Почти месяц миновал, прежде чем отец Браун вновь посетил дом миллионера, павшего третьей жертвой Дэниела Рока. Причастные к делу лица собрались там на своего рода совет. Старик Крейк сидел во главе стола, племянник – справа от него, адвокат – слева, грузный великан негроидного типа, которого, как оказалось, звали Харрис, тоже присутствовал, по-видимому, всего лишь в качестве необходимого свидетеля; остроносый рыжий субъект, отзывавшийся на фамилию Диксон, был представителем то ли пинкертоновского, то ли еще какого-то частного агентства, отец Браун скромно опустился на свободный стул рядом с ним.
Газеты всех континентов пестрели статьями о гибели финансового колосса, зачинателя Большого Бизнеса, опутавшего своей сетью мир, но у тех, кто был возле него накануне гибели, удалось выяснить весьма немногое. Дядюшка с племянником и адвокат заявили, что к тому времени, когда подняли тревогу, они были уже довольно далеко от стены; охранники, стоявшие возле ворот и внутри дома, отвечали на вопросы не совсем уверенно, но в целом их рассказ не вызывал сомнений. Заслуживающим внимания казалось лишь одно обстоятельство. То ли перед убийством, то ли сразу после него какой-то неизвестный околачивался у ворот и просил впустить его к мистеру Мертону.

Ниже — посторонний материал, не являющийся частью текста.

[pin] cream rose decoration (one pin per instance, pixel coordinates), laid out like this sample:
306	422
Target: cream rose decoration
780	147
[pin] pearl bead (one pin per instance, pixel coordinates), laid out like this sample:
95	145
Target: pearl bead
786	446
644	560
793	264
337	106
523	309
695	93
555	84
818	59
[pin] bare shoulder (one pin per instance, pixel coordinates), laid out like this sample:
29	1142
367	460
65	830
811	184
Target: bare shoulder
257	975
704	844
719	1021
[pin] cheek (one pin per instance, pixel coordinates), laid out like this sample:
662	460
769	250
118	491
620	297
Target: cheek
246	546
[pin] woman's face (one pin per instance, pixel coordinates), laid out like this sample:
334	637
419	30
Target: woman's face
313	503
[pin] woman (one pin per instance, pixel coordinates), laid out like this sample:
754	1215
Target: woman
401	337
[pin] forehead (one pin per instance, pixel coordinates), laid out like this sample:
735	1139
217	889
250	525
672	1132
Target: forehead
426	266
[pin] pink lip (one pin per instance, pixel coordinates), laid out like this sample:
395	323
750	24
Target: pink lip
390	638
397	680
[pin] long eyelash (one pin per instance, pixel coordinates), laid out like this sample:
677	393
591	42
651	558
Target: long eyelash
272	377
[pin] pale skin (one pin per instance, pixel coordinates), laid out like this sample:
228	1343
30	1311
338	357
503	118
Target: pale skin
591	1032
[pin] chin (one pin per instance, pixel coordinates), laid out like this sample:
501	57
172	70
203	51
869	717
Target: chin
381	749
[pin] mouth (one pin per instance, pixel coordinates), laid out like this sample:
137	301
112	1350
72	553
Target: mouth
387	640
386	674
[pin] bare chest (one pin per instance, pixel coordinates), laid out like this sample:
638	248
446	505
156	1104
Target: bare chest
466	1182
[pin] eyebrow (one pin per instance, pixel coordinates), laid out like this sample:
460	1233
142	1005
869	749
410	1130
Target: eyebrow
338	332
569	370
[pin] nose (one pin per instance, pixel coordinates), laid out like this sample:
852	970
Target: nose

Что ему нужно, трудно было понять, поскольку выражался он весьма невразумительно, но впоследствии и речи его показались подозрительными, так как говорил он о дурном человеке, которого покарало небо.
Питер Уэйн оживленно подался вперед, и глаза на его исхудалом лице заблестели.
– Норман Дрейдж. Готов поклясться, – сказал он.
– Что это за птица? – спросил дядюшка.
– Мне бы тоже хотелось это выяснить, – ответил молодой Уэйн. – Я как-то спросил его, но он на редкость ловко уклоняется от прямых ответов. Он и в знакомство ко мне втерся хитростью – что-то плел о летательных машинах будущего, но я никогда ему особенно не доверял.
– Что он за человек? – спросил Крейк.
– Мистик-дилетант, – с простодушным видом сказал отец Браун. – Их не так уж мало, он из тех, кто, разглагольствуя в парижских кафе, туманно намекает, что ему удалось приподнять покрывало Изиды или проникнуть в секрет Стоунхенджа. А уж в случае, подобном нашему, они непременно подыщут какое-нибудь мистическое истолкование.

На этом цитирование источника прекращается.